“Soul Doctor,” a play about Rabbi Shlomo Carlebach, ran briefly on Broadway, to mixed reviews, a decade ago. A performance of it was filmed five years ago in Jerusalem as part of the Israel at 70 festival, but it never was released.
On June 13, however, Fantom Events will show “Soul Doctor,” for one day only, at theaters throughout New Jersey and Rockland County.
The original Broadway run was produced at least in part in anticipation of an influx of Jewish audiences. That didn’t happen, perhaps because Carlebach was not as well known as the producers had hoped he was.
Shlomo Carlebach was born in Germany in 1925, the scion of generations of Orthodox rabbis. His family, which lived in Vienna, escaped the Holocaust by leaving Austria before Germany annexed the country in 1937 in what is known as the Anschluss. They eventually landed in New York, where Carlebach was ordained.
But Carlebach felt constrained by the traditional services at his father’s small Orthodox synagogue and felt that adding more contemporary-sounding music to the liturgy would encourage attendance.
He began adding upbeat, joyous melodies to the more traditional songs. His music eventually won acceptance from both the chasidic community and disaffected young Jews, some of whom joined him in a San Francisco commune.
Much of this is included in “Soul Doctor,” in some ways an inspirational story of the power of music. One of the film’s strengths is the way Carlebach (played by an excellent Josh Young) shows how conflicted he is as he emerges from the cocoon of strict Orthodoxy into a more permissive world.
On the one hand, his parents begged him to return to the fold. On the other, his musical neshuma, his soul, forced him forward. What makes his struggle interesting is that it is in many ways universal. You don’t have to be Jewish to enjoy Levy’s rye bread — or to want to make a break from your past.
Carlebach stumbles into a nightclub and becomes entranced by a young piano player/singer, Nina Simone (played by the singer/songwriter Nya). Simon also is going through a rough patch. At the time — the late 1050s — few venues hired Black artists. Carlebach encouraged Simone to continue and she did the same for him, introducing Shlomo to gospel and soul music.
Both have expressive, stirring, inspiring voices that lift the film to new heights. When they first meet, Shlomo ’s religious restrictions won’t allow him to shake hands with her, though the two develop what appears to be a romantic relationship.
I spoke to Lisa Simone, Nina’s daughter, an executive producer of the film. She also delivers a brief intro to the film (which was not included with screeners sent out for review). I asked if her mom had mentioned Carlebach and what she knew about him?
“Nothing. Absolutely nothing,” she said. “Parents don’t tell us everything. And then to find out she recorded some of his songs on the ‘Forbidden Fruit’ album blew my mind.”
(Although they were recorded at the same time, Carlebach songs appeared on the extended CD version of the album released in 2005, not on the original vinyl.)

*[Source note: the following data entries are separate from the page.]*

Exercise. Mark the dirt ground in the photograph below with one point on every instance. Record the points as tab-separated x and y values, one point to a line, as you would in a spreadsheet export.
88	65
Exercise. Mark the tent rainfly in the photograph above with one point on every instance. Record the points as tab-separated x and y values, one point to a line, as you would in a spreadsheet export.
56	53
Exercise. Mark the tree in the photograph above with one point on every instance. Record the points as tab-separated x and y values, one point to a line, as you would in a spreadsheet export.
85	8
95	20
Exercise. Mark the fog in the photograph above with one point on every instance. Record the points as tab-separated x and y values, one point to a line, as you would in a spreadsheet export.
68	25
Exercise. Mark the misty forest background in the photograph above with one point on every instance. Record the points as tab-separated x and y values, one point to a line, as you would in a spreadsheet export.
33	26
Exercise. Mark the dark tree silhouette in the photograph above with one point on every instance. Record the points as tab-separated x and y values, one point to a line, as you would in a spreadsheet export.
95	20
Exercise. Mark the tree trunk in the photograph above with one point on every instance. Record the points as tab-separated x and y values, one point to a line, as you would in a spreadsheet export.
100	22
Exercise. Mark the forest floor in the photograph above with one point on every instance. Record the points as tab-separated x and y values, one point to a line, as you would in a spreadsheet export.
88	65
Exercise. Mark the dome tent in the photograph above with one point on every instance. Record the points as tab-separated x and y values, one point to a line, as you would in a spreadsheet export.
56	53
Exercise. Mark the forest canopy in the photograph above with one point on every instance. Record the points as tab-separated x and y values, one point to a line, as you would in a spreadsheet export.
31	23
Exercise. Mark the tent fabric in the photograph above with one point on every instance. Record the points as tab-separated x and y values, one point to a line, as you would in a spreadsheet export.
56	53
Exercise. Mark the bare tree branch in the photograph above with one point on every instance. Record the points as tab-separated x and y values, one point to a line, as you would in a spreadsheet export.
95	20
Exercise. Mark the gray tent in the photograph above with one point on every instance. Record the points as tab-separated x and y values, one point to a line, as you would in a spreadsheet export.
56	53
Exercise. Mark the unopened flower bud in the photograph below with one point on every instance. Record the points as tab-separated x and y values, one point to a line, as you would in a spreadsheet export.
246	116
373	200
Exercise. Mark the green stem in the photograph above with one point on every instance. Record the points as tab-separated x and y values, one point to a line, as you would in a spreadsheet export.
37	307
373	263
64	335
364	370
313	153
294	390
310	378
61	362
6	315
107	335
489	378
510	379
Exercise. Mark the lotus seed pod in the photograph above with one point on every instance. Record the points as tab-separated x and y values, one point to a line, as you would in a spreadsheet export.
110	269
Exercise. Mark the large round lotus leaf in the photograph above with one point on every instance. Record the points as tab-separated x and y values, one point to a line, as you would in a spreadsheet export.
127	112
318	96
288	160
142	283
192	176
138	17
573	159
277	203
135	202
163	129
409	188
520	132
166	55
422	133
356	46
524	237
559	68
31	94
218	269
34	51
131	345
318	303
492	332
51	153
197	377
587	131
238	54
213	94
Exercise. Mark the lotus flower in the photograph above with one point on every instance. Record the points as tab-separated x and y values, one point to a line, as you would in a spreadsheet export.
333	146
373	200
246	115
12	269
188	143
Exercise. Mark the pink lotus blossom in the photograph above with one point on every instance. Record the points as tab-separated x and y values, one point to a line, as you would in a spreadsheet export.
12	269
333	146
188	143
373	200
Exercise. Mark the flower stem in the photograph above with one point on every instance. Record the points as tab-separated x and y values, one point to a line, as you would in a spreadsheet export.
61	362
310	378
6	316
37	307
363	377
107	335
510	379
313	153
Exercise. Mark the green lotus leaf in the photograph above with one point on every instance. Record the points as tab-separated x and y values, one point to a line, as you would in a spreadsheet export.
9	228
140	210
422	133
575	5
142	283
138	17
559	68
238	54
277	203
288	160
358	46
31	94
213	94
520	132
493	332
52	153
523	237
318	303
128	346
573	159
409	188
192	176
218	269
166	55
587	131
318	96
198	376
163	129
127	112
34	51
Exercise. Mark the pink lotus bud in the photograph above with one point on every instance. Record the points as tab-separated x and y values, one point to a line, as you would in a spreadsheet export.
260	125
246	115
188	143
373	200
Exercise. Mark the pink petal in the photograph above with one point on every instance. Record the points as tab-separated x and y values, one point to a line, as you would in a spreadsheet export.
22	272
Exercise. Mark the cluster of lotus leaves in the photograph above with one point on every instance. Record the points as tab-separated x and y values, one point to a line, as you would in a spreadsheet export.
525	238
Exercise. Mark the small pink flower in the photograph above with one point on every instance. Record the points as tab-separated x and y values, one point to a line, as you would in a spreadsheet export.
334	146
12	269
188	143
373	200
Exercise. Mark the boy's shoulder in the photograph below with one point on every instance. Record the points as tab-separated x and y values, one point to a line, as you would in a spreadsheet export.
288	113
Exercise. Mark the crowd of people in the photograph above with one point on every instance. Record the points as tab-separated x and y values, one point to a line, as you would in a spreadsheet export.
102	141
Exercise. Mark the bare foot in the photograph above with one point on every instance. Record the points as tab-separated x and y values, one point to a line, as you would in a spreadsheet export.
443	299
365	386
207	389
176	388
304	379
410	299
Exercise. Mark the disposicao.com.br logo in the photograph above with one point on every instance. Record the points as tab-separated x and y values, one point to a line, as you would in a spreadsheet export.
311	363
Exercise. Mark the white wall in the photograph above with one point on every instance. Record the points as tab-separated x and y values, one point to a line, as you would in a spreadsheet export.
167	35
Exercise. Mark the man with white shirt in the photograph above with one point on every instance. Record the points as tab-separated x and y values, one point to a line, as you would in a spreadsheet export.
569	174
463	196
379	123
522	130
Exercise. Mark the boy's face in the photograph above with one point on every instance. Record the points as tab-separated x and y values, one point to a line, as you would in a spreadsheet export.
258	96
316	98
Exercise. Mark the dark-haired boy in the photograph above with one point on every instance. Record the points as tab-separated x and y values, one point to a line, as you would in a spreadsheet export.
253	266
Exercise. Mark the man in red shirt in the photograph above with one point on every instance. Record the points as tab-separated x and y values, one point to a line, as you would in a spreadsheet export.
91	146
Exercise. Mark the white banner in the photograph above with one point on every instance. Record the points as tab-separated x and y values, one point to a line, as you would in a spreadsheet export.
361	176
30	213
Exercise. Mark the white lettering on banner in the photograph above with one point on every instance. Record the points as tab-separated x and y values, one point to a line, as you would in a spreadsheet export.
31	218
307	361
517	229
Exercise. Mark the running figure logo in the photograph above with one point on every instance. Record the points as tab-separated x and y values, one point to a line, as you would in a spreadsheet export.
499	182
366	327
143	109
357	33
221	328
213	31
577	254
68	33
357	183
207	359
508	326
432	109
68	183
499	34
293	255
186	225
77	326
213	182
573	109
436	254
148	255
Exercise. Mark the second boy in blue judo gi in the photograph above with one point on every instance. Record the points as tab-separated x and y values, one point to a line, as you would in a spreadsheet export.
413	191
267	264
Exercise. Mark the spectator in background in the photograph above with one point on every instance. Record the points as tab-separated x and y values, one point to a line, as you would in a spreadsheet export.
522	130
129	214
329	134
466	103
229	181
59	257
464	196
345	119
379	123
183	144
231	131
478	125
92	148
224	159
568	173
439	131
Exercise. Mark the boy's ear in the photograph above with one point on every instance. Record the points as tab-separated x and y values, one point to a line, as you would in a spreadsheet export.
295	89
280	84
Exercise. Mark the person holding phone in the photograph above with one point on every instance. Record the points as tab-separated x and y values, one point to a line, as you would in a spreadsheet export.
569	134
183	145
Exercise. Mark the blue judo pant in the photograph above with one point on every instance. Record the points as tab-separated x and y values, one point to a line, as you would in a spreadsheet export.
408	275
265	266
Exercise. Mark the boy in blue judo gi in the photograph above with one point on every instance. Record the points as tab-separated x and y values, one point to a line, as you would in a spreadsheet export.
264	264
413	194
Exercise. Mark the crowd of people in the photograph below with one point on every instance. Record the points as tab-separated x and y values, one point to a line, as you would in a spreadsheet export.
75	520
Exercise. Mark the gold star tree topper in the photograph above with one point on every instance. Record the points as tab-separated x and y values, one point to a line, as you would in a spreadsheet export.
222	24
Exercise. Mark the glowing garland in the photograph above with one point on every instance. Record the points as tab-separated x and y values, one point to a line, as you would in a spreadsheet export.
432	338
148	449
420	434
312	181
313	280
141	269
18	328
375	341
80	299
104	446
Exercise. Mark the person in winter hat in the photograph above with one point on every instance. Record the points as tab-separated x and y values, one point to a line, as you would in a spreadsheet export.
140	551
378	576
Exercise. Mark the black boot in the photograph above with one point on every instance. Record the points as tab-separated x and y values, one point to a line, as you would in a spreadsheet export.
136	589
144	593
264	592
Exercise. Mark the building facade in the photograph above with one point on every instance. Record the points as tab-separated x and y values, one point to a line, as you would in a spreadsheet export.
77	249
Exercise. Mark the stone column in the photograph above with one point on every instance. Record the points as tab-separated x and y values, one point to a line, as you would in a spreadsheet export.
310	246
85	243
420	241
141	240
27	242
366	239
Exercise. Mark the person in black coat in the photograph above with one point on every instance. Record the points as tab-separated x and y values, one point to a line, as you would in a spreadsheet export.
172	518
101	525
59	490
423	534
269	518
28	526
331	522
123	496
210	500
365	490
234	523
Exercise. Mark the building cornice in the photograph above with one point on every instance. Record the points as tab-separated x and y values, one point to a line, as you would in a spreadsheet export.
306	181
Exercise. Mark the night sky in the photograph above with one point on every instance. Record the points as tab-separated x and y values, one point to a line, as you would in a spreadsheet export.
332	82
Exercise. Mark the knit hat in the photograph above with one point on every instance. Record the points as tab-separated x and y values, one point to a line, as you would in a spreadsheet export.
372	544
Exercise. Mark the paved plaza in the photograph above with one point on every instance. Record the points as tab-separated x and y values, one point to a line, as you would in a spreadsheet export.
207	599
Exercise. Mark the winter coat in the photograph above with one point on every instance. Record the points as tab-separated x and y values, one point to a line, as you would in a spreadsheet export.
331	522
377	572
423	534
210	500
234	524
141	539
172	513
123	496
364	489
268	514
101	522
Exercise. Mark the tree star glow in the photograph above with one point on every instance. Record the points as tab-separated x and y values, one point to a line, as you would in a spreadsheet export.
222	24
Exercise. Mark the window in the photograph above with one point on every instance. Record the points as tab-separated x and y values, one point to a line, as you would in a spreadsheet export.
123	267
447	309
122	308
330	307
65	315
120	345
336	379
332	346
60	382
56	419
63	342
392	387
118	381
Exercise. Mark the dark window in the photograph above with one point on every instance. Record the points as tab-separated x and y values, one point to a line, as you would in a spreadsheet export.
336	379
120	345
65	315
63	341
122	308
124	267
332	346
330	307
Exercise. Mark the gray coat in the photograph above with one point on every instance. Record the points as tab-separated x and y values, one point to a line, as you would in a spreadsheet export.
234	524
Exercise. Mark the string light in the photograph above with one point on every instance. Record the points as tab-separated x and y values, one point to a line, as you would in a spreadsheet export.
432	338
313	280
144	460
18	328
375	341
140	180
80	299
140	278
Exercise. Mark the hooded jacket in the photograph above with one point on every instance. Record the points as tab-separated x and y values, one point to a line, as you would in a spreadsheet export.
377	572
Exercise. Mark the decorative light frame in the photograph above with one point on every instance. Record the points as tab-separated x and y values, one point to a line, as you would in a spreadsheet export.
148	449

Their relationship was “definitely mutually beneficial,” Lisa Simone said. Nina Simone went on to become, well, Nina Simone. Shlomo Carlebach went on to become something of a Jewish rock star. His outreach, fueled by his soul-infested music, was an early effort in what became the baal teshuva movement, which encourages non-practicing Jews to return to the fold and re-embrace their heritage. He is considered the premier Jewish religious songwriter of the 20th century.
All this is more amazing considering that Carlebach spoke only Yiddish until he was in his early 20s and never learned how to read music.
But the extent of his accomplishments are not fully explored here, where his greatest achievement seems to be founding a San Francisco commune.
The film also leaves out a subplot of the play involving his wife, and a marriage that suffered from his absences while touring.
And it should be noted that both the play and the film ignore important negative revelations about his life. After his death, many reports of his sexual improprieties surfaced; his behavior, it turned out, was an open secret in many circles for many years. I know. “Soul Doctor” is a musical, not a documentary. Still, omitting this part of Carlebach’s story is the equivalent of doing a play about Harvey Weinstein concentrating only on his Academy Award-winning films.
The good news is that even this sanitized version of Carlebach’s life has merit. When they sing, Nya and Young send the film soaring and toes tapping. And at the very least it serves as an introduction into the life of one of the most significant influences of modern Jewish life.